Study: Chemoradiation should remain standard treatment for locally advanced cervical cancer

A 14-year randomized trial in more than 600 patients has concluded that chemoradiation should remain the standard treatment for patients with locally advanced cervical cancer. The findings are reported today at the ESMO 2017 Congress in Madrid. The trial demonstrated no improved disease-free survival with neoadjuvant chemotherapy followed by surgery.

Chemoradiation, which refers to radiation delivered simultaneously with cisplatin-based chemotherapy, has been the standard treatment for patients with locally advanced cervical cancer since 1999 when it was shown to improve outcomes compared to radiation alone.

"Even with chemoradiation some patients relapse and die of their disease so there is a need for better treatments," said first author Dr Sudeep Gupta, Medical Oncologist, Tata Memorial Centre, Mumbai, India. "Previous trials have found that neoadjuvant chemotherapy followed by surgery results in superior outcomes compared to radiation alone, but no trial has tested this strategy against standard treatment with chemoradiation."

This trial examined whether neoadjuvant chemotherapy followed by surgical removal of the tumor could improve outcomes in patients with locally advanced cervical cancer compared to standard treatment with chemoradiation.

The trial included 633 patients with stage IB2, IIA or IIB squamous cell cervical cancer who were randomized to either neoadjuvant chemotherapy (paclitaxel and carboplatin) followed by radical hysterectomy or chemoradiation (standard pelvic radiation plus cisplatin). The primary endpoint was disease-free survival which was defined as survival without relapse or death due to cancer.

After a median follow-up of 58.5 months, the primary endpoint occurred in 30% of patients in the chemotherapy/surgery group and 23% of patients in the chemoradiation group. The corresponding five-year disease-free survival rates were 69.3% in the chemotherapy/surgery group and 76.7% in the chemoradiation group (p = 0.038).

"We found the reverse of our hypothesis was true," said Gupta. "Patients who received chemotherapy followed by surgery were less likely to be alive and disease free at five years than those who received standard treatment with chemoradiation."

When the researchers included death due to any cause in the definition of disease-free survival, they found no significant difference between the two treatment groups although there was a trend towards increased disease-free survival with chemoradiation.
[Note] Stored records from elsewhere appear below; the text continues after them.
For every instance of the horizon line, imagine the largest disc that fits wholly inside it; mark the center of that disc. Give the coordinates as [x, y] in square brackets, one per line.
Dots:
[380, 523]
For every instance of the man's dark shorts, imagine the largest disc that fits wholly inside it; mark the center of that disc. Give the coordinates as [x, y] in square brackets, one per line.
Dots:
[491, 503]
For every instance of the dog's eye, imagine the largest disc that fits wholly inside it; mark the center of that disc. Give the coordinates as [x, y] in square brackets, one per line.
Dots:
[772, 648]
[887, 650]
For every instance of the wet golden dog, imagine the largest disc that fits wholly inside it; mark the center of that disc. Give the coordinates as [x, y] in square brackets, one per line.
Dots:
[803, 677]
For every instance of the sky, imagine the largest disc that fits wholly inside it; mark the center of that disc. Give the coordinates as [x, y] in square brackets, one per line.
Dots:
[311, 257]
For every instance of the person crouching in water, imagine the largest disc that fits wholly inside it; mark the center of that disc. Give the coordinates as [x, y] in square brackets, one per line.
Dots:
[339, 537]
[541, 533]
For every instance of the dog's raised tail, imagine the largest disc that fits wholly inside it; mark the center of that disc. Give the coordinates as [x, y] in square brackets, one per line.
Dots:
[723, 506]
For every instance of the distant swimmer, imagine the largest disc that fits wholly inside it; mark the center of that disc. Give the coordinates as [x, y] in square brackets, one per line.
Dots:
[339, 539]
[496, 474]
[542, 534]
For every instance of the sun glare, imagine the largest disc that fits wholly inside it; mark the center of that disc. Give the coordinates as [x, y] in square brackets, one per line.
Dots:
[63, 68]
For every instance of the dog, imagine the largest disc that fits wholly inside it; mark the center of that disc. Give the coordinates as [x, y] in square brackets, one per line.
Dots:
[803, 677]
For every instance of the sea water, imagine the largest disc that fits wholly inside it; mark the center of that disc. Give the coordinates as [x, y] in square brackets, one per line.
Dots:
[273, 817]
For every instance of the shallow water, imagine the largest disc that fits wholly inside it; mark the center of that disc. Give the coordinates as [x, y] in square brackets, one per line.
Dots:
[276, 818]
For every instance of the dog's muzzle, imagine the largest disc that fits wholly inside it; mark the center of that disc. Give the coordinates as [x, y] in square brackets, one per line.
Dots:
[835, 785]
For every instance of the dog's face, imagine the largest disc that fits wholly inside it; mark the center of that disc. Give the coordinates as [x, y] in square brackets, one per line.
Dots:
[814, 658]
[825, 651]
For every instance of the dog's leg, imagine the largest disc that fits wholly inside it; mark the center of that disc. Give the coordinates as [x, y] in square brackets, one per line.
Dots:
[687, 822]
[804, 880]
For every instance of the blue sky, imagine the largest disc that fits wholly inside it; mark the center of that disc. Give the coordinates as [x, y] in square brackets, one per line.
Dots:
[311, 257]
There was no statistically significant difference in overall survival between the two groups.

Gupta said: "Chemoradiation should continue to be the standard treatment for patients with locally advanced cervical cancer."

Commenting on the results for ESMO, Dr Sandro Pignata, Director, Uro-Gynaecological Department, Istituto Nazionale Tumori IRCCS "Foundation G. Pascale", Naples, Italy, said: "This is the first direct comparison between these two strategies and it shows that chemoradiation should remain the standard treatment."

"Cervical cancer is caused by infection with human papilloma virus (HPV) and can be prevented with vaccination and screening," he continued. "As a result, the incidence of locally advanced cervical cancer is decreasing in Europe but is still high in developing countries, where modern radiation therapy may not be available. In these situations, neoadjuvant chemotherapy followed by surgery may still be the best option."

Pignata pointed out that an ongoing European Organization for Research and Treatment of Cancer (EORTC) trial will be the second study comparing chemoradiation with neoadjuvant chemotherapy followed by surgery. He said: "When the EORTC trial has completed, a combined analysis of the two studies may provide further insights into the most effective treatment for locally advanced cervical cancer."